Thanksgiving and the holiday season that is now upon us is a time for reflecting on those aspects of life, and the people in our lives, that bring us joys both small and great, help us find peace and purpose, and make the world around us a place to be filled with kindness and hope.
Father Constantine Lazarakis
Although a “secular” holiday, Thanksgiving Day directs us to one of the greatest “spiritual” virtues—gratitude. Melody Beattie famously said, “Gratitude unlocks the fullness of life. It turns what we have into enough… It can turn a meal into a feast, a house into a home, a stranger into a friend… Gratitude makes sense of our past, brings peace for today, and creates a vision for tomorrow.”
This Thanksgiving, COVID-19 continues to surge, limiting our family gatherings, threatening the health of many and bringing tremendous anxiety to all. Our daily schedules are upside-down, and many are struggling through the devastating economic impact of the virus. All of this while election controversy continues to dominate the news and burden our political system. In circumstances such as these, we may find it difficult to express gratitude.
This is where I turn to the words of St. Paul: “Do not be anxious about anything, but in everything by prayer and… with thanksgiving let your requests be made known to God. And the peace of God… will guard your hearts and your minds….” Gratitude is so important because it has a double effect. When we, even in dire hardship, find something to be grateful for, that gratitude simultaneously eases the burdens on our own hearts and allows us to be more generous toward others. In realizing that every breath is a gift, we give ourselves room to breathe. And in the space that gratitude creates, we are able appreciate and love the other.

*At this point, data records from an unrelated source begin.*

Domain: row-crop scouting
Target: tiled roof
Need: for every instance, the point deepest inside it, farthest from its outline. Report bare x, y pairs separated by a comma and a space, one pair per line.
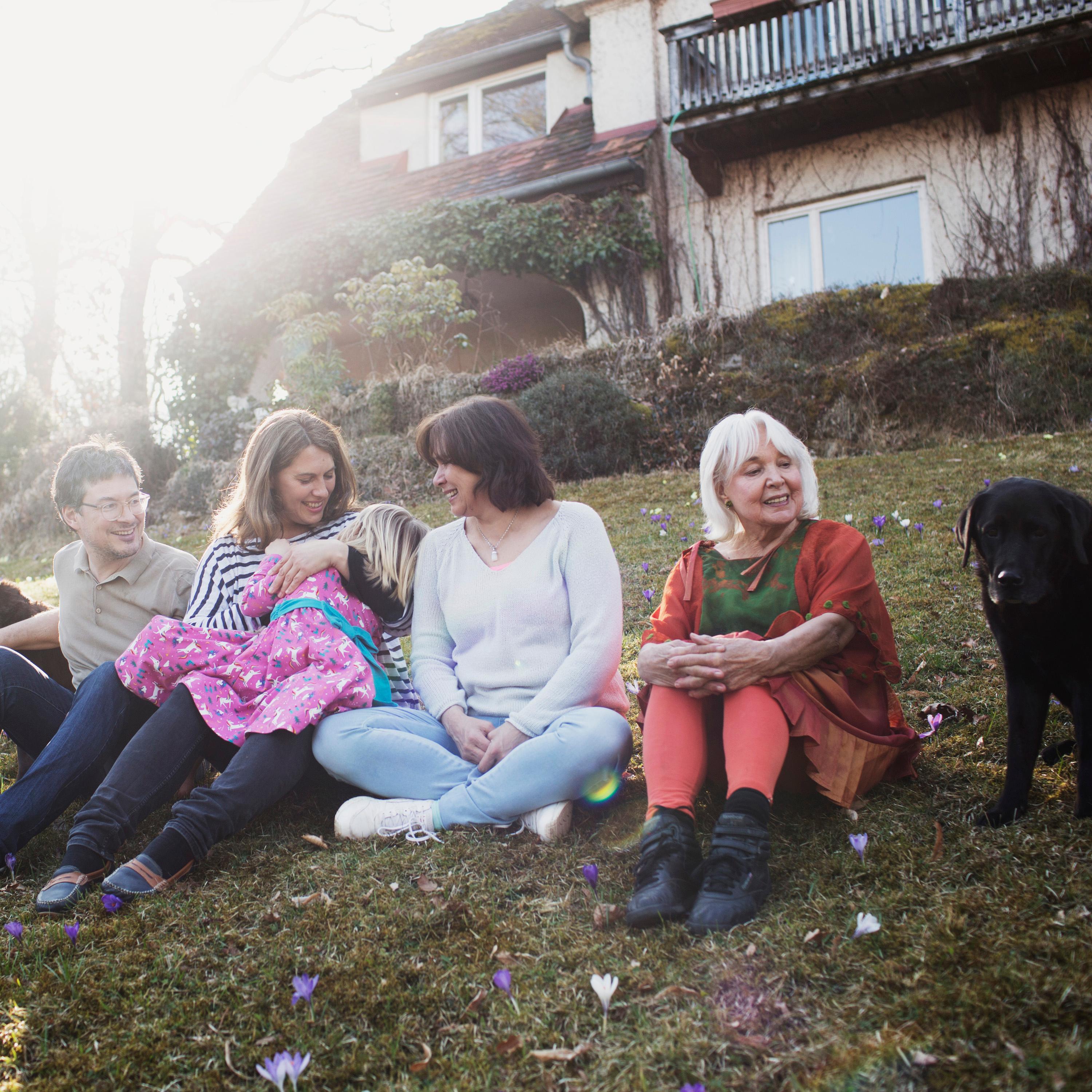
324, 184
515, 20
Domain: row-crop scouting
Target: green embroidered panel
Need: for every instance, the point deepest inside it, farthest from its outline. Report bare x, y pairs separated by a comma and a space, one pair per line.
727, 605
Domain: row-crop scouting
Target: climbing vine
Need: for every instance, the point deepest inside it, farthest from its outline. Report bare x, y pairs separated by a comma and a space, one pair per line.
599, 249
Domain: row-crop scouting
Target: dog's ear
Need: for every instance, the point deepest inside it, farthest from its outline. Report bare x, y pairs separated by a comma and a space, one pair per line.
1079, 514
965, 533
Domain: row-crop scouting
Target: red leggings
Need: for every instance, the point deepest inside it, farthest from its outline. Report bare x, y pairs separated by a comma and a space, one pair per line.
756, 742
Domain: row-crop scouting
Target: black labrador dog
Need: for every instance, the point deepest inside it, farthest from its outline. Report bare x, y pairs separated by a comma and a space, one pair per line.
1033, 542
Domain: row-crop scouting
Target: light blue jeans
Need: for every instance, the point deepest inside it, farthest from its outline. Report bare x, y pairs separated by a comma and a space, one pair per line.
407, 753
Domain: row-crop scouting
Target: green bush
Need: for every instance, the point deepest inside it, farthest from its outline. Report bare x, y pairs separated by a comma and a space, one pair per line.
588, 426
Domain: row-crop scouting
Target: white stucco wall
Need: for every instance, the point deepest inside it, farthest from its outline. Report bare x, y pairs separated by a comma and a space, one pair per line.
399, 126
624, 46
565, 83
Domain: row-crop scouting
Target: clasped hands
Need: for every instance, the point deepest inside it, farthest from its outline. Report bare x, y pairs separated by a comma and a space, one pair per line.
481, 741
710, 665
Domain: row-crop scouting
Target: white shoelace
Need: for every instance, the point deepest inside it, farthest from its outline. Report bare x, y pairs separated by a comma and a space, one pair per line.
409, 824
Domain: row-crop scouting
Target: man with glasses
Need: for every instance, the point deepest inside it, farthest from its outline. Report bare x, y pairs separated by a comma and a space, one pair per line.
111, 582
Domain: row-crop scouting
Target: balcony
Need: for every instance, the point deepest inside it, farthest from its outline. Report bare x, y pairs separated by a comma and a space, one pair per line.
828, 68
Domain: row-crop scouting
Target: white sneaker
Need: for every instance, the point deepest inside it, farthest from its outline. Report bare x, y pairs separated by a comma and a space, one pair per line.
368, 817
551, 823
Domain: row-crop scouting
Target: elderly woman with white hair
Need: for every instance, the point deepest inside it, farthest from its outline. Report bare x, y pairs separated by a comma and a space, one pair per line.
771, 641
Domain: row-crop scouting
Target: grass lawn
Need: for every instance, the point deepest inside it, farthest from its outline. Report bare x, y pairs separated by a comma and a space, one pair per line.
980, 961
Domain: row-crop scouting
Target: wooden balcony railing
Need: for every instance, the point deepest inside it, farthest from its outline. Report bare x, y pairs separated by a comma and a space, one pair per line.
712, 66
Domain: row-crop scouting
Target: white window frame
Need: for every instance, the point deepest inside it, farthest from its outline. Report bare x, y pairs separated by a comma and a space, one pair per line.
473, 93
813, 211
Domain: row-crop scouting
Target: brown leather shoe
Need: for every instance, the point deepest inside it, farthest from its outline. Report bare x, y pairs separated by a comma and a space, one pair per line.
138, 878
67, 889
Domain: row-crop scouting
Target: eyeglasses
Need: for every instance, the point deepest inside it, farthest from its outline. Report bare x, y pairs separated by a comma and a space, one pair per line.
114, 509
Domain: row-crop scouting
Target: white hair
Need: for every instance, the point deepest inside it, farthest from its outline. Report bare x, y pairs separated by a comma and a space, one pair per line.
731, 443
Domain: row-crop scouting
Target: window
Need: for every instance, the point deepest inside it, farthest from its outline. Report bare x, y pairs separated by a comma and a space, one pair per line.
849, 242
490, 115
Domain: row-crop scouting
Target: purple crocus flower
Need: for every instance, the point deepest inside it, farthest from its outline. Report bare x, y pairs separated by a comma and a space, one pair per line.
934, 722
304, 986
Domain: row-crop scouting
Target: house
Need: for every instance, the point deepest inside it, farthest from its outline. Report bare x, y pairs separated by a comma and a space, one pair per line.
782, 147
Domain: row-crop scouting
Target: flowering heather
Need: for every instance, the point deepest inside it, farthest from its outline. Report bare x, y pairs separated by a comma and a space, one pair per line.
514, 376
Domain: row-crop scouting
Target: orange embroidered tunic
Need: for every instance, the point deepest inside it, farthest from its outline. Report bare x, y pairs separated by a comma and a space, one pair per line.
842, 712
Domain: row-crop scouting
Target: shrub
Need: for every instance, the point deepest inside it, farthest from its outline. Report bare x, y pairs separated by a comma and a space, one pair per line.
514, 376
588, 426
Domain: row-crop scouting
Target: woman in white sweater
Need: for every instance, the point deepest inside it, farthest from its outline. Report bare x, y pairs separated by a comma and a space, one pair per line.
517, 638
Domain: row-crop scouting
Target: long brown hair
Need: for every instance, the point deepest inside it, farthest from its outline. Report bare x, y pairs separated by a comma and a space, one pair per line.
252, 515
490, 437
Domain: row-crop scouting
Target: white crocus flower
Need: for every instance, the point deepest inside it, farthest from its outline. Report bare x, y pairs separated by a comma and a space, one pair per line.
604, 986
866, 924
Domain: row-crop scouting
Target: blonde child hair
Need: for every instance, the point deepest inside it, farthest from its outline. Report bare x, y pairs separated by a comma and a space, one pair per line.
388, 538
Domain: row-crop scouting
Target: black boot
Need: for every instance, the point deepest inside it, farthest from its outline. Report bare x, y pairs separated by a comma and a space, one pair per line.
664, 884
735, 881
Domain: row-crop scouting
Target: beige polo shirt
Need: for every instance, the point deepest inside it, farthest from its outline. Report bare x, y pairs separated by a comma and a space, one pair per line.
99, 621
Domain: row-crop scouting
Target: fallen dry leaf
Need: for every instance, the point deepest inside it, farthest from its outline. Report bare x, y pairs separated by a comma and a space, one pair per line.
416, 1067
606, 913
938, 844
562, 1053
668, 991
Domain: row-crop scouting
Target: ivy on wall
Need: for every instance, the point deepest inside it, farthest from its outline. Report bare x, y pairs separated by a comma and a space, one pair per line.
597, 248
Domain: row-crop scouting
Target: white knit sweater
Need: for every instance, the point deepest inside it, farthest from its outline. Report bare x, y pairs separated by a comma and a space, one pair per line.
530, 641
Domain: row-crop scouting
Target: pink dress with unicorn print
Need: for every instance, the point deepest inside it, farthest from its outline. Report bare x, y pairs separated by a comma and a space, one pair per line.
295, 671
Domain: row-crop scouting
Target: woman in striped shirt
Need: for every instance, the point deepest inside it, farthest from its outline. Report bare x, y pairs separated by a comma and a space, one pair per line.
295, 482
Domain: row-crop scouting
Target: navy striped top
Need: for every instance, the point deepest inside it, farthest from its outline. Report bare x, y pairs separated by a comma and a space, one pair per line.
223, 574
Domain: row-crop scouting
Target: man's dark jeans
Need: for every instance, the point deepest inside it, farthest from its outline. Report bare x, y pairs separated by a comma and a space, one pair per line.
76, 740
256, 776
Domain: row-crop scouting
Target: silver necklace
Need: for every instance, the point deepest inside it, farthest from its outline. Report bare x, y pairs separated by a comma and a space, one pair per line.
493, 556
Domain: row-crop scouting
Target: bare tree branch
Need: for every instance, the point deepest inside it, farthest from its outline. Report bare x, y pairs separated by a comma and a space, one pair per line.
305, 16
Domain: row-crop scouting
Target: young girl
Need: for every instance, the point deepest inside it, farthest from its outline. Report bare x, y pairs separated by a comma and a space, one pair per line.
316, 657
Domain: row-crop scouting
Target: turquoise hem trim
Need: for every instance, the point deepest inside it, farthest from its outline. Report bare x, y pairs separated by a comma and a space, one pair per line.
361, 637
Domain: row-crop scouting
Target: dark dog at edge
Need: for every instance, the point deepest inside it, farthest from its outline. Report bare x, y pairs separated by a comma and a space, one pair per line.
15, 606
1033, 542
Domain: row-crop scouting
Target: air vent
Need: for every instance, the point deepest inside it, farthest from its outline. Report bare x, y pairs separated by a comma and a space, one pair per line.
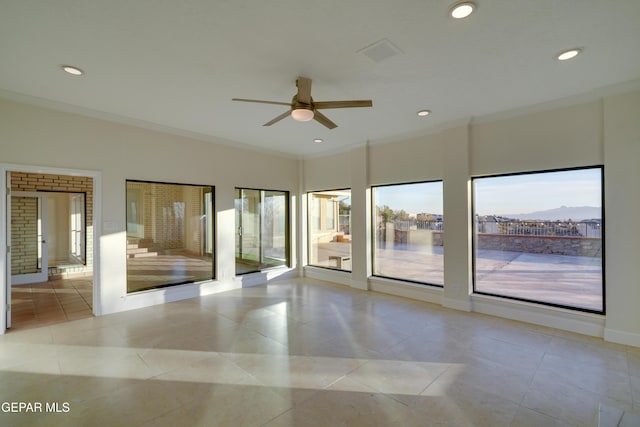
380, 50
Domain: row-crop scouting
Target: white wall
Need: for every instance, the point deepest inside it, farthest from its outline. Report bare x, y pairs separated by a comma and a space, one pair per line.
605, 132
39, 137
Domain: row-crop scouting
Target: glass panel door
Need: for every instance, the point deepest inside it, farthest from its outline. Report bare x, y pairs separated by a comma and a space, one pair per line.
28, 238
262, 223
248, 250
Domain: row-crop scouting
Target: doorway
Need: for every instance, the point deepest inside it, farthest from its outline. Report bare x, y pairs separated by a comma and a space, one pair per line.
49, 264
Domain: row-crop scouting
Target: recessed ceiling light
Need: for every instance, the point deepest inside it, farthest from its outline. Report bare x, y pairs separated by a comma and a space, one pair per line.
568, 54
462, 9
70, 69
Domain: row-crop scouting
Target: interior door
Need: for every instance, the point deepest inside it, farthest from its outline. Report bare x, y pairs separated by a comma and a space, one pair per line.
27, 214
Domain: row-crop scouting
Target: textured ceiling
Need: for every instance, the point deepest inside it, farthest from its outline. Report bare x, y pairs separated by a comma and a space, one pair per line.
175, 65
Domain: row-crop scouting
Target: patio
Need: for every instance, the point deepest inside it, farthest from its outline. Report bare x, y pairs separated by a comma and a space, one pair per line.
573, 281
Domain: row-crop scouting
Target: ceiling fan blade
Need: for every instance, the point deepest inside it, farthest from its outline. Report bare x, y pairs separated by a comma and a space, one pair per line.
304, 90
277, 119
343, 104
321, 118
261, 102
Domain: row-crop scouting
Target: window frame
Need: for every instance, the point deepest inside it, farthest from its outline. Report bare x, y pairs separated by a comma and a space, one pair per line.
322, 225
214, 273
474, 243
287, 230
373, 233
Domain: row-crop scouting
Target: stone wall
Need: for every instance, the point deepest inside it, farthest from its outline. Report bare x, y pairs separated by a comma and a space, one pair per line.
573, 246
555, 245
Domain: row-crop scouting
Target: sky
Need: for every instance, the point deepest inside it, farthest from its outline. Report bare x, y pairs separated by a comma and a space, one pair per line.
503, 195
424, 197
516, 194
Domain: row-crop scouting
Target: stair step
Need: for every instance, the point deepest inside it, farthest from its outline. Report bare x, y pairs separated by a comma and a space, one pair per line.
137, 250
142, 254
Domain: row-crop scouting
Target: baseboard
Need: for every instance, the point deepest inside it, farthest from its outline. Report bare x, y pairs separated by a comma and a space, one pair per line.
552, 317
328, 275
622, 337
426, 293
461, 305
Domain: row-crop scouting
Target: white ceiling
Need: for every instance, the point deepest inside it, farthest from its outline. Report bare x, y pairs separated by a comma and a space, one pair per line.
175, 65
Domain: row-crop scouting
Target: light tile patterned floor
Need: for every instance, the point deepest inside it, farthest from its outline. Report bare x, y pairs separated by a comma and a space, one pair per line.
307, 353
55, 301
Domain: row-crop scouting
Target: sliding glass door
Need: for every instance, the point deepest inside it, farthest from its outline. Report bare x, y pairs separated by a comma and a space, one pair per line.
262, 223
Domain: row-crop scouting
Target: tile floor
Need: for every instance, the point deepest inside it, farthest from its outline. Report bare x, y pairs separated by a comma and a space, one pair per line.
55, 301
307, 353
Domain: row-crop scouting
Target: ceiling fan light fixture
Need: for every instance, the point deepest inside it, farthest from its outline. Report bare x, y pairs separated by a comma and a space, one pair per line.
462, 9
70, 69
568, 54
302, 114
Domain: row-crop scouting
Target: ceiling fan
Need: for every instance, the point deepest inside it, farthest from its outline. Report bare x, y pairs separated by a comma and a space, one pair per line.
303, 108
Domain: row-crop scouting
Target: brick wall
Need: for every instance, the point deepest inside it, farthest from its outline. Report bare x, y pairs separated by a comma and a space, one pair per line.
170, 215
24, 235
36, 182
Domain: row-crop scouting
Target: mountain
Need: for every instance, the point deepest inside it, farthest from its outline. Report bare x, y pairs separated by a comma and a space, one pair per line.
575, 213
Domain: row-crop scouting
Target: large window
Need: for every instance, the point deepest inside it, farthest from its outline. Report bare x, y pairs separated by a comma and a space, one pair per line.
408, 237
330, 229
262, 229
539, 237
169, 234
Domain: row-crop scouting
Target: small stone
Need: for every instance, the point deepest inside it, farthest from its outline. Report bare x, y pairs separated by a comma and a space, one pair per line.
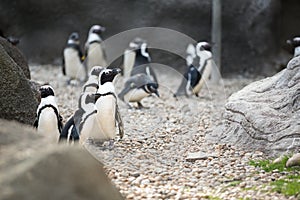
200, 156
294, 160
278, 160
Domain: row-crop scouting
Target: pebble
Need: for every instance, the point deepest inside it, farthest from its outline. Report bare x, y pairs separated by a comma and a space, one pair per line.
166, 156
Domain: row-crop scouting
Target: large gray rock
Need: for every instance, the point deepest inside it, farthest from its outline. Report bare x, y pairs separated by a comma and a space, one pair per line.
18, 99
265, 114
16, 55
33, 169
251, 28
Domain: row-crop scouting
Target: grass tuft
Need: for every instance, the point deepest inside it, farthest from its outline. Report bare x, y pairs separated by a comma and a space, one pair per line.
289, 185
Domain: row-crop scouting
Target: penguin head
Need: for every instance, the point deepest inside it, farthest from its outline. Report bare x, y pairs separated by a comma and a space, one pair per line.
46, 90
108, 75
295, 42
136, 43
73, 38
151, 88
96, 70
203, 46
97, 29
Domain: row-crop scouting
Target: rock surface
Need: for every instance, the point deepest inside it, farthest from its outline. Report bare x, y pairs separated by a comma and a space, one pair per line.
18, 99
251, 28
16, 55
150, 161
265, 114
31, 168
294, 160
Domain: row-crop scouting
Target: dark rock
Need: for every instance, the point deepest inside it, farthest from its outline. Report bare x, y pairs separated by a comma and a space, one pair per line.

This Thanksgiving, be encouraged! Lighten your grip on the steering wheel. Even amidst the profound difficulties we face, there is a great deal for which to be grateful. Identify the blessings in your life, and take the time to turn your eyes toward the sky, expressing thanks. And in that spirit of gratitude, offer kindness to whomever you encounter, knowing that they too are subject to these circumstances, and that your kindness, born of gratitude, may multiply kindness and gratitude. That’s what we yearn for, and in a COVID-19 year that’s what can make today’s meal into a Thanksgiving feast.
Rabbi Josh Franklin
The great poet laureate and musician Leonard Cohen wrote a line of music that has been playing on repeat in my head since the first time I heard it many years ago: “And even though it all went wrong, I stand before the Lord of Song, with nothing on my tongue but Hallelujah.”
Cohen’s musical masterpiece “Hallelujah” speaks of a counterintuitive gratitude that is “cold” and “broken.” The moment when everything falls to pieces might just be the perfect time for a hallelujah.
We tend to overlook gratitude in the face of sorrow. One of the hidden gems of faith is the idea that gratitude helps us through tough times, offers us comfort when we feel most vulnerable, and lends perspective on how to live a content life when the world seems dark. Thanksgiving celebrates gratitude no matter what is going on in the world. Particularly during this dumpster fire of a year, vocally expressing gratitude may just help alleviate the pervasive isolation, hardship, and suffering.
If you ask a traditional Jew how they’re doing, they will likely respond with the words “Thank God!” They could be having a rough day, dealing with illness, or might be going through a divorce, yet the response is always the same: “Thank God!” Many people find this confusing. “Thank God” isn’t an empty response—rather, it expresses a mentality of gratitude no matter what life offers us.
The Talmud, an ancient book of Jewish wisdom and debate, teaches us a simple prayer of gratitude when we can’t think of anything for which we are thankful: “We give thanks to you God for the mere ability to be able to thank you.” While our intuition might tell us that gratitude is a product of happiness, the wisdom of faith suggests just the opposite.